Faculty search frozen, other measures taken to compensate for loss
Roughly $3 million in room and board and dining costs have been refunded to Rollins students who are now participating in distance learning. This financial loss to the college strains the annual budget, causing administration to pause its search for open faculty positions and to prepare for next steps.
College Financial Loss
While President Grant Cornwell initially reported a $3 million loss, Rollins is projected to lose more money due to summer cancellations.
The cancellation of on-campus summer programs, such as the Duke TIP program, Maymester courses, and various conferences, could cost Rollins an additional $1 million, said Cornwell.
“Maymester is going to be entirely virtual, and anything else that was scheduled for the summer is going to be virtual. I’m hoping that we are fully back to campus in the fall,” said Cornwell.
The financial loss from Maymester classes comes from the potential revenue from dining plans and on-campus housing fees.

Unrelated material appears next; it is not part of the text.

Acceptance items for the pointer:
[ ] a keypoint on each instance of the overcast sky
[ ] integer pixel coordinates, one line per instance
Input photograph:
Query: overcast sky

The college will not save money from the decision to carry out distance learning, since faculty are still paid the same wages for teaching courses, said Cornwell. Pay has been guaranteed to both faculty and staff through the end of this fiscal year, which ends May 31.
Plans for the Future
In order to get a diverse understanding of how to handle the budget for the following fiscal year, Cornwell has created a financial strategic planning task force made up of faculty and staff from across campus.
The task force is made up of 20 people including Dean of Students Leon Hayner, Associate Vice President of Financial Aid Steve Booker, Associate Professor Dan Chong, and Vice President for Institutional Advancement Laurie Houck. The task force is led by Ed Kania, vice president for business and finance and treasurer.
“We, like all other colleges right now, are focused on determining and projecting the potential financial impacts of COVID-19 over the next six to twelve months. This work will continue in the coming months,” said Kania.
Despite the loss in revenue, the college is still attempting to create a balanced budget by May 31, said Kania.
Into the next fiscal year, the main concerns for Rollins include securing a new freshman class that is willing and capable of paying tuition and keeping a high retention rate for returning students.
“What I’m really worried about is that so far our admissions deposits are exactly on track with last year, but this is having such a terrible blow on the economy that I am really worried about affordability for some families,” said Cornwell.
Both new and returning students are facing possible economic struggles due to COVID-19, which can make the monetary strain of paying college tuition difficult to bear.
“We want to work with families to make it possible for students to attend as first year students or persist as returning students,” said Cornwell. As of now, students are encouraged to work with staff on a case-by-case basis to discuss any financial hardships.
For students concerned that their financial struggles may impede their return to Rollins, they are advised to contact Booker at email@example.com.
To help aid the loss of revenue, Rollins has temporarily halted its search for additional faculty and staff positions.
“We’ve stopped hiring, but there still may be positions that are absolutely critical to the college, and if the person leaves, we are going to [have to] replace them. But for the most part, we have completely stopped hiring,” said Cornwell.
Although pay has been guaranteed to both faculty and staff, what happens next to faculty salaries is still unknown.
“What we have to do with everybody’s salaries or earnings will be entirely contingent on our revenue stream,” said Cornwell. “The impacts will have to be exactly correlated with the loss of revenue.”